Mi sono soffermato su questi due aspetti perché David per me era innanzitutto un amico. Un grande amico. Un’amicizia nata in tempi lontani nel campo cattolico democratico e popolare. Il papà, mi disse una volta, scriveva per le riviste di Donat-Cattin – “Settegiorni” prima, negli anni ‘70 e “Terza Fase” poi, negli anni ‘80 – e lui, David, come molti di noi sanno, era già uno dei giovani leader di quel mondo culturale e politico. E quando si perde un caro amico si perde anche un pezzo della propria vita.
In secondo luogo David era un leader. Ma un leader sobrio, garbato, educato e per bene. Non era aggressivo. Caratterialmente. Non comandava ma convinceva. Con il dialogo, con il confronto, con sua personale persuasione, con la cultura e soprattutto con lo stile. Era una leadership che mal si conciliava con la personalizzazione della politica o con la sola spettacolarizzazione politica. Amava riflettere e, nello specifico, amava imparare dal confronto con gli altri. Con le altre culture. Con gli interlocutori politici avversari e amici. E il tributo di riconoscenza che ha avuto in questi giorni dolorosi non è stato formale ma sostanziale e vero. Autentico. Da parte di amici e avversari. Da parte di tutti quelli che lo hanno conosciuto. Abbiamo perso una grande persona e abbiamo perso un vero leader politico. E culturale. David lascerà un vuoto anche su questo versante. A livello nazionale e a livello europeo.
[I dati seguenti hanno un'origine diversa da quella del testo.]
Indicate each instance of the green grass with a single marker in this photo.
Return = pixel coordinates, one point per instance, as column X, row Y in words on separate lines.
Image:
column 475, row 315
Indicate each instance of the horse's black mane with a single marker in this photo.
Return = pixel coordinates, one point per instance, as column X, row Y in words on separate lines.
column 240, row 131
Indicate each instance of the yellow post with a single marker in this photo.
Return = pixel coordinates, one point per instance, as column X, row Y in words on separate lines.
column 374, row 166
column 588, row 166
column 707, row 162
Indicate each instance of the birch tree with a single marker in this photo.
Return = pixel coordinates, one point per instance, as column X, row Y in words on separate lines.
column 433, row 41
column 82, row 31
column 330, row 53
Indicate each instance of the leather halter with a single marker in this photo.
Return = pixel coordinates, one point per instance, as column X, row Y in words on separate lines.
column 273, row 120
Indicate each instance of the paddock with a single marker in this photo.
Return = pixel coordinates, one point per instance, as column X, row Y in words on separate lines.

E, in ultimo, David era un vero cattolico democratico. Lo dice il suo curriculum, lo raccontano le sue esperienze e lo sanno tutti quelli che lo hanno conosciuto. E non solo quelli che lo conoscevano direttamente. David si era formato in quel mondo che non avrebbe mai più abbandonato. E lo ha confermato nella sua esperienza politica nata appena 12 anni fa, nel 2009, quando diventa parlamentare europeo con oltre 400mila preferenze personali. Una valanga di consensi non solo per la sua notorietà televisiva e giornalistica ma anche, e soprattutto, per la sua spiccata personalità e per la sua riconoscibilità politica e culturale. Un’area culturale e politica che nel passato ha avuto grandi leader e straordinarie personalità che hanno segnato in profondità l’evoluzione e il cammino della nostra democrazia e del nostro vivere civile. David, nella società contemporanea, era uno di questi leader. Riconosciuto e riconoscibile. Sincero e leale, anche un po’ schivo, ma leader naturale.
Ma, comunque sia, il magistero politico, culturale e istituzionale di David non passerà invano. Per noi cattolici democratici e popolari innanzitutto. Ma, oserei dire, per tutti i veri democratici del nostro Paese. Ciao David, amico mio.
Bel ricordo. Non serve altro e purtroppo spiace molto.